As for how vampirism works, I wonder if it’s kind of like mind altering substances. People who drink and do awful things while drunk are still responsible for their actions because, even if the alcohol affected their decision making, they chose to drink. Vampires have had that choice taken away from them. So even if their personality is basically the same, including all of the nastier inclinations, what the person chooses to do about them is different as a vampire and, in most cases, that person will have had no choice in becoming one. I guess it becomes a question of how people should be judged. Is it based on their potential for doing bad things or what they actually choose to do?
Anyway, it’s kind of fun to think that even “good” Angel is, based on this logic, at his worst a mean-spirited person who enjoys playing mind games. His conscience may have kept these traits in check but they would have been there. Since we don’t really see Angel acting mean or manipulative (or do we?), I wonder if he is merely keeping that part of himself in check to compensate for Angelus’ behavior because of his guilt. I also wonder if Angel would have been a playful prankster if he didn’t, again, have that crushing guilt thing to deal with.
@ Laina: Huh, you’re right. I’d completely forgotten that, even though I know the episode where it’s established. Certainly, when he was introduced, I had the impression his history was meant to describe him pre-vamping as well, but that may be my memory playing tricks on me.
Hmmm, was there another vampire where Giles describes the horrible things he’s done, someone says “nice demon”, and Giles says “no, that was when he was human”? I’m probably conflating the two.
It’s that one with the cowboy vamp brothers, who massacred an entire town before they were vamped.
Has everyone on Team Save Angel considered that the actual question isn’t whether he counts as one person or two, but what to do with the one person who currently has active agency? There is an imminent (and the gang doesn’t have solid information on just how imminent) threat to the whole world, and they need to decide how to use their resources to stop that threat.

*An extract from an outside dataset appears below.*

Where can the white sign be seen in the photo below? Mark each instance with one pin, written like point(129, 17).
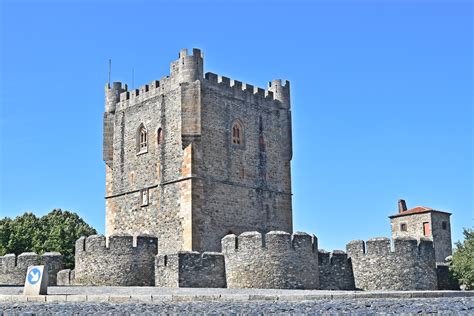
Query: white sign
point(36, 281)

It’s not like they have Angel chained up and have to determine whether to execute or rehabilitate their prisoner. They’re comparing strategies for stopping him, deciding what goals to put their time and energy toward. If the spell is so difficult, it doesn’t make much sense to use it as a back-up plan, especially when it ties up their one of their few magic users and their sole computer user.
They’ve killed every other vampire without scrambling to find a redemption arc, even those who used to be their friends before the demon moved in AND would have far less to atone for than Angelus. Why aren’t any of these other vampires granted the same duality that Angel/Angelus is? Why didn’t the Scoobies immediately consider the ensoulment spell as an awesome end-game weapon they could use to save countless lives by neutralizing any of the other innocent-but-possessed killers that Buffy ISN’T boning? They didn’t consider ensouling Drusilla, for example, though they could have harnessed her mind powers for Good and possibly found a path for derailing the Acathla plan through her. Buffy is not being honest with herself. This really is about getting Buffy’s boyfriend back, or at least giving her another excuse to put off having to kill him, and it’s straight-up capital-W wrong to potentially add all the people in the world to the list of humans who’ve been murdered because Buffy’s feelings have kept her from dealing with Angelus so far.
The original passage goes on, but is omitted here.